• U.S.

HOUSING: Slum Loans

3 minute read
TIME

Herbert Hoover, raised in the country, is a champion of the small home owner. His committees and conferences and finally the Home Loan Bank system have all been designed to preserve the independence of millions of little bourgeois kings in their little bourgeois castles. Herbert Hoover believes that, besides helping business, protecting and promoting the small home is good for the individualistic integrity of the citizens, for the soul of the nation.

Before the Hoover Administration began to get actively exercised about the Depression, New York’s Senator Robert F. Wagner introduced, among other features of his proposed Unemployment relief legislation, the idea of lending Federal funds for city slum clearance. Robert Ferdinand Wagner, born in rural Germany but raised in a teeming tenement district of Manhattan, well knows the housing conditions that exist and are for the most part steadfastly ignored, even denied, in every city in the land. Alfred Emanuel Smith and other political friends of Senator Wagner with city backgrounds lent him their support in pushing the idea of slum clearance with Federal funds on a self-amortizing basis. Thus it came about that Reconstruction Finance Corp.’s $1,500,000,000 new capital voted late in June was made available for replacing dark, filthy, unsanitary city stink-holes with light, airy, modern apartments at rents within the reach of humblest wage workers. Last week New Yorkers moved forward to get some of R. F. C.’s money for this purpose.

The Relief Act of 1932 was not drafted to put millions of dollars into the hands of speculative realtors and builders. Congress, in authorizing loans for slum clearance, demanded a measure of State or municipal supervision over such self-liquidating projects. Federal dollars are to go only to “corporations formed wholly for the purpose of providing housing for families of low income or for reconstruction of slum areas which are regulated by State or municipal law as to rents, charges, capital structure, rate of return and areas and methods of operation.” As New York is the only State today which has a law regulating limited-dividend housing corporations, R. F. C. slum loans will go exclusively to New Yorkers until other States meet this Federal provision.

In 1926 was created the New York State Housing Board, chairmanned by Brooklyn’s Darwin Rush James. Under its control private corporations were set up to: i) Build model apartments renting for $11 per room per month ($12.50 in congested Manhattan); 2) borrow 663% of their cost on mortgage bonds; 3) pay 5% or less on their borrowings; 4) restrict dividends to 6%; 5) apply surplus to reduce rentals. Since 1927 eleven housing projects around New York City have been completed under the Board, representing 1,918 apartments costing $10,161.074. Four of them were co-operative undertakings by the Amalgamated Clothing Workers of America. Ten of them are making money. All of them have supplied tenement dwellers with decent housing. But New York’s slums still teem.
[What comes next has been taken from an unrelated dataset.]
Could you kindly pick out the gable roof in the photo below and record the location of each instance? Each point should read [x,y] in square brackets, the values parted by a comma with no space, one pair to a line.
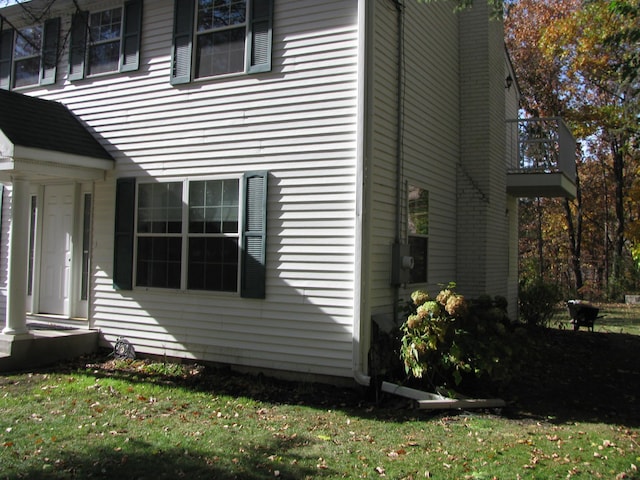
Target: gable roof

Last week Chairman James of the New York Board went to Washington to pave the way for R. F. C. loans. His Board would not borrow money directly from the Government but would pass on the loan applications of local housing corporations which have already filed with the State agency plans for spending $120,000,000. He was hopeful that R. F. C. would advance two-thirds of the building costs, taking mortgage bonds as security. The Government interest rate, to meet the New York law, must be 5% or less. The R. F. C. was sympathetic. As a starter, a $50,000,000 loan was anticipated shortly.